Dynamic Cluster Analysis to Detect and Track Novelty in Network Telescopes
Kai Huang, Luca Gioacchini, Marco Mellia, Luca Vassio
TL;DR
This work tackles dynamic novelty discovery in network telescope traffic by introducing a three-stage pipeline: (1) self-supervised sender embeddings via i-DarkVec, (2) unsupervised clustering of embeddings with HDBSCAN, and (3) Dynamic Cluster Analysis (DCA) that uses a MONIC-inspired framework with an overlap metric $OL(X,Y)=|X\cap Y|/|X|$ and thresholds $\tau_0=0.65$, $\tau_1=0.3$ to track cluster evolution and identify novelties across daily snapshots. Applied to 20 days of telescope data with over 100 million packets from ~785k senders, the method detects 50-70 clusters per day, re-identifies 60-70% of them with past activity, and highlights 10-20 newly emerged clusters daily, significantly easing analyst workload. The approach yields 216 coordinated activities with 37.5% labeled and demonstrates robustness through examples of Shadowserver and Censys patterns, as well as various novelty cases such as SIP/RDP scanners in Google Cloud and GRE DDoS backscatter. Overall, the framework provides a scalable, interpretable mechanism to monitor evolving cyber coordination patterns and surface novel threats for timely human review, with planned extensions toward real-time deployment and richer feature integration.
Abstract
In the context of cybersecurity, tracking the activities of coordinated hosts over time is a daunting task because both participants and their behaviours evolve at a fast pace. We address this scenario by solving a dynamic novelty discovery problem with the aim of both re-identifying patterns seen in the past and highlighting new patterns. We focus on traffic collected by Network Telescopes, a primary and noisy source for cybersecurity analysis.

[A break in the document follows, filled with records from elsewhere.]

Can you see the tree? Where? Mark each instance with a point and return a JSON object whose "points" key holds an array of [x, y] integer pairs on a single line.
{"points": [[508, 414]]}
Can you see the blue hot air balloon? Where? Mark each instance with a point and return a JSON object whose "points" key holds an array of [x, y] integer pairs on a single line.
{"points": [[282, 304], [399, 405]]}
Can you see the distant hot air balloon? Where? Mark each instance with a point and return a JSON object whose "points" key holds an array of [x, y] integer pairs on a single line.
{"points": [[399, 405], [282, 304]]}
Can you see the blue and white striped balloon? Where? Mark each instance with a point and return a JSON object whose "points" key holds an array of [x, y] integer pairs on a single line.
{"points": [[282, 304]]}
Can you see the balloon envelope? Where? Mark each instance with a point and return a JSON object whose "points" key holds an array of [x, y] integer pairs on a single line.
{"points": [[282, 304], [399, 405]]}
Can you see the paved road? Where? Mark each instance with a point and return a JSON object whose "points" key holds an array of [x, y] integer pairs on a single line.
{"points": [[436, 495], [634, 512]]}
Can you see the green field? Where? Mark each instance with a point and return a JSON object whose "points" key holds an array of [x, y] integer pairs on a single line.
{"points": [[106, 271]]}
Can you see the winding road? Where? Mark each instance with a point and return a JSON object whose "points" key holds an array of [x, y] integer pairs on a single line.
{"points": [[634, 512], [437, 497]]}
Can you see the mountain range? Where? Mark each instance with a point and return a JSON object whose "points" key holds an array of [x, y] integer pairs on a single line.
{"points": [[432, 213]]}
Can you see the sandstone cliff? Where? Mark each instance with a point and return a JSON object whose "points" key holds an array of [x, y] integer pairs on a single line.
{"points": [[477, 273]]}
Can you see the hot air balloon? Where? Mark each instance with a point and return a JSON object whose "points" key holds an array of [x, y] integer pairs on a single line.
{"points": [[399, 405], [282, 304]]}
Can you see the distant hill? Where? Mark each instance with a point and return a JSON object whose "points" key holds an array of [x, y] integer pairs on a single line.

We propose a 3-stage pipeline: (i) we learn compact representations (embeddings) of hosts through their traffic in a self-supervised fashion; (ii) via clustering, we distinguish groups of hosts performing similar activities; (iii) we track the cluster temporal evolution to highlight novel patterns. We apply our methodology to 20 days of telescope traffic during which we observe more than 8 thousand active hosts. Our results show that we efficiently identify 50-70 well-shaped clusters per day, 60-70% of which we associate with already analysed cases, while we pinpoint 10-20 previously unseen clusters per day. These correspond to activity changes and new incidents, of which we document some. In short, our novelty discovery methodology enormously simplifies the manual analysis the security analysts have to conduct to gain insights to interpret novel coordinated activities.